In fact, Biden signaled his belief in competition last summer when he signed an executive order championing competition and denigrating monopolistic business practices. “The American promise of a broad and sustained prosperity depends on an open and competitive economy,” begins the 13-page order, which covers several sectors of the economy—agriculture, communications, defense, and more.


As it turned out, Biden meant what he said. Consider the proposed acquisition of Aerojet Rocketdyne Holdings, long the preeminent U.S. manufacturer of rocket engines, by Lockheed Martin, the nation’s number-one defense contractor by sales. The deal, worth $4.4 billion, was announced by Lockheed on December 20, 2020, in the final days of the Trump administration, which had taken a laissez-faire approach to mergers and acquisitions. But by July 2021, around the time Biden signed his executive order affirming competition, the Lockheed-Aerojet merger was anything but a done deal.


Critics of the deal, such as Senator Elizabeth Warren, argued that it would further reduce competition in the defense industry, which has contracted over the last 30 years due to a spree of mergers, and jeopardize national security. Lina M. Khan, chair of the Federal Trade Commission, the agency tasked with reviewing corporate mergers and enforcing civil antitrust laws, made her feelings known in an August 6, 2021 letter to Warren, who had relayed concern about the deal. In cases of major vertical mergers, such as the Lockheed-Aerojet deal, Khan wrote, there is a higher risk of “a reduction of competition post-merger.”


The fate of the merger remained uncertain primarily because it was unclear how all the FTC commissioners would vote on the matter. Khan and one other commissioner appointed by Biden were clearly in favor of using regulation to promote competition, but two other commissioners were named by Donald Trump. (A fifth FTC seat remains unoccupied because Biden’s nominee has not been approved by the Senate.) As a result, Lockheed announced last fall that the merger was delayed, with CEO Jim Taiclet reassuring investors the deal “continues moving through the regulatory approval process.”


But any hope of the deal being approved ended last week when the FTC voted 4-0 to file a complaint in federal court seeking a preliminary injunction to block the merger.
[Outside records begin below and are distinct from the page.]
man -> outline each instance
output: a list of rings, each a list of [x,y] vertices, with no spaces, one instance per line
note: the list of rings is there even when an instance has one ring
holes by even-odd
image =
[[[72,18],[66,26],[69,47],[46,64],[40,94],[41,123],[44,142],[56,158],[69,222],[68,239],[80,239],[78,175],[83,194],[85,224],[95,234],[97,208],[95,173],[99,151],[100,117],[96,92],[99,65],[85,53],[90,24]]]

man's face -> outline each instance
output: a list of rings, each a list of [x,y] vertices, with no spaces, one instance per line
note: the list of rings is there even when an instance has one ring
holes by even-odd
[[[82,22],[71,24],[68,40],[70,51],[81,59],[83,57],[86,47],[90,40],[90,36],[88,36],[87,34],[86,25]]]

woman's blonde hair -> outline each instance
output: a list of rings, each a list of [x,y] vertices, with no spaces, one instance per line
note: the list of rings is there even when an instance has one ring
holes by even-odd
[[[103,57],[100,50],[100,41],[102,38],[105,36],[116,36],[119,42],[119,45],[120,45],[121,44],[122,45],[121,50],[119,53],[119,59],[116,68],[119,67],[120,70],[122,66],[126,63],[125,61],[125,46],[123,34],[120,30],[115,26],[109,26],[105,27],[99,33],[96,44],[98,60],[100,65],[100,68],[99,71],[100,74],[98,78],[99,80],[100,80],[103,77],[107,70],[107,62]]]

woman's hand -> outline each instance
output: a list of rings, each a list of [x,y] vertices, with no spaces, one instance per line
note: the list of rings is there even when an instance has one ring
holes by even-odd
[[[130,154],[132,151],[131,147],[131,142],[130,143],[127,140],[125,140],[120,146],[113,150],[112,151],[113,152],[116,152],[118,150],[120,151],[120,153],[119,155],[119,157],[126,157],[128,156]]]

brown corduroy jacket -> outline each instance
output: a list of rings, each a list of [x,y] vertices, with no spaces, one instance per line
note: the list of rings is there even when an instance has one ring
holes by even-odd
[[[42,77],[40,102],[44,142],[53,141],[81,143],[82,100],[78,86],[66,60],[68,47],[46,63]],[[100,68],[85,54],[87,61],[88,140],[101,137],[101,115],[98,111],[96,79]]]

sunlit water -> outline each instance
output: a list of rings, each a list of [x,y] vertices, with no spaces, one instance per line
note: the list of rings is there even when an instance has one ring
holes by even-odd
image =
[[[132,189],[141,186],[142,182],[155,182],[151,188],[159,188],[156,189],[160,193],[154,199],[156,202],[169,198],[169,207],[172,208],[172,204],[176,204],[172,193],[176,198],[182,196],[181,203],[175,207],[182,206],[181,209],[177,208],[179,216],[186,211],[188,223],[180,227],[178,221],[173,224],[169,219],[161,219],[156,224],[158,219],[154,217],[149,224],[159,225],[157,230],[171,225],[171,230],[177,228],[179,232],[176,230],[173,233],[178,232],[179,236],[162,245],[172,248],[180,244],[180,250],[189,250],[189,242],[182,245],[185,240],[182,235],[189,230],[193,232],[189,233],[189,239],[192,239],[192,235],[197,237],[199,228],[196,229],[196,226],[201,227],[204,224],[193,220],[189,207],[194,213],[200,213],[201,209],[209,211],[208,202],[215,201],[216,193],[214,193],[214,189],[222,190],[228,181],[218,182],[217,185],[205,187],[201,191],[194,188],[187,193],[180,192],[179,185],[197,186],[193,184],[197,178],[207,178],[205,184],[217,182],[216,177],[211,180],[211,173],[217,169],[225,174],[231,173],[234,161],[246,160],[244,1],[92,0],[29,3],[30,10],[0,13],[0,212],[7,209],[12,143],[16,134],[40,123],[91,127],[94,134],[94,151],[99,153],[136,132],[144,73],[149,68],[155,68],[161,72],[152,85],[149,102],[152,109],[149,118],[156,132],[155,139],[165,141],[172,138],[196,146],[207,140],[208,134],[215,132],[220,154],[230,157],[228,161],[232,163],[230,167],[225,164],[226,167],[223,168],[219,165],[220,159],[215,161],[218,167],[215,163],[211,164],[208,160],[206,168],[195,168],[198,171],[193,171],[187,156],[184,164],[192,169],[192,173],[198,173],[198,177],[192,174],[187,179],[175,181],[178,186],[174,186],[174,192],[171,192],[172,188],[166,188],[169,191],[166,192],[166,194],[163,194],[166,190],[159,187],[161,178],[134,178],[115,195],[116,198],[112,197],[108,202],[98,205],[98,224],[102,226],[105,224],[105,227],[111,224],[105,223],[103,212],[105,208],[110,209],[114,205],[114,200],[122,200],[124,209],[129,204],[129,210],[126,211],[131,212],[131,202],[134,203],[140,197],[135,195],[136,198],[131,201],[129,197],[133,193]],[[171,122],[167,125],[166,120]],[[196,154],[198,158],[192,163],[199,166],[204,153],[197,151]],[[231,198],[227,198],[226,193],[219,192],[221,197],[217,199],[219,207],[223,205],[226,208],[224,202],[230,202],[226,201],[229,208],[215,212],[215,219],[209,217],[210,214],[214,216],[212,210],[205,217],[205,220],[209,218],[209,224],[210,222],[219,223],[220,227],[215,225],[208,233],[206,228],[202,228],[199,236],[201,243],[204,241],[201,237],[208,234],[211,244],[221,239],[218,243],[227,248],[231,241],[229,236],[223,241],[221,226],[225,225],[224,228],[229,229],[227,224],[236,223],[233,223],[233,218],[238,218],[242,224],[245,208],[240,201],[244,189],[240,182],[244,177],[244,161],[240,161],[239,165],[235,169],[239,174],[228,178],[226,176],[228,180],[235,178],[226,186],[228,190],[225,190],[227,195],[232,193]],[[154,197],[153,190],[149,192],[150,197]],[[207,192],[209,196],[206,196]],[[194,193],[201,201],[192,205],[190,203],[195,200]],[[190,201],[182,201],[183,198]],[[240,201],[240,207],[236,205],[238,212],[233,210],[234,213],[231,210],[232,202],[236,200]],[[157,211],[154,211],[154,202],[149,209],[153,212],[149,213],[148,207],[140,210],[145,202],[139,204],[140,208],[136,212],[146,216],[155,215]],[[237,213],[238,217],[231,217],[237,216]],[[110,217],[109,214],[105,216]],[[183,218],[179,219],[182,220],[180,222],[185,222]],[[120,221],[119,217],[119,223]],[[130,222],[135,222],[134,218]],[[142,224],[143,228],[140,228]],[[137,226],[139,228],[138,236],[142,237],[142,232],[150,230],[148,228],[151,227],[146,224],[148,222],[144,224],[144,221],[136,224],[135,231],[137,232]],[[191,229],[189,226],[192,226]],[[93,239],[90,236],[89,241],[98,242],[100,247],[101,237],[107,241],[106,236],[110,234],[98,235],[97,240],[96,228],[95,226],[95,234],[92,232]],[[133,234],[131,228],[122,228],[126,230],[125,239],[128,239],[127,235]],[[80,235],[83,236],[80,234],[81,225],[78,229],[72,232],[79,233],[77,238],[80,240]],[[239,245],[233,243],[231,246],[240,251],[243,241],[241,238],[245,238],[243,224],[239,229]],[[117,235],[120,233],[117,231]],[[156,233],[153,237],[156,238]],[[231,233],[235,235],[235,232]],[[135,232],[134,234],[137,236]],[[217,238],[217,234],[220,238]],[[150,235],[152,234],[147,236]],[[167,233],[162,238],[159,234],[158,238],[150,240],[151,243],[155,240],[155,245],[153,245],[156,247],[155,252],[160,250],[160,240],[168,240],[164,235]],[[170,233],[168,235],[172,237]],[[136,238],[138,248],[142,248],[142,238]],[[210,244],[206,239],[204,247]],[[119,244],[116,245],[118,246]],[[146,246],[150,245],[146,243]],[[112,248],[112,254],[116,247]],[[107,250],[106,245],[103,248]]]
Apparently, Khan convinced both Trump-appointed commissioners to join the Biden-appointed commissioners to kill the deal. (How ironic that two Democratic senators are blocking Biden’s legislative aspirations while two Trump-appointed FTC commissioners are allowing Biden to advance his pro-competition agenda.) The FTC challenge was so rare that, should the case end up being litigated, it would mark the first time a defense merger has been contested in decades....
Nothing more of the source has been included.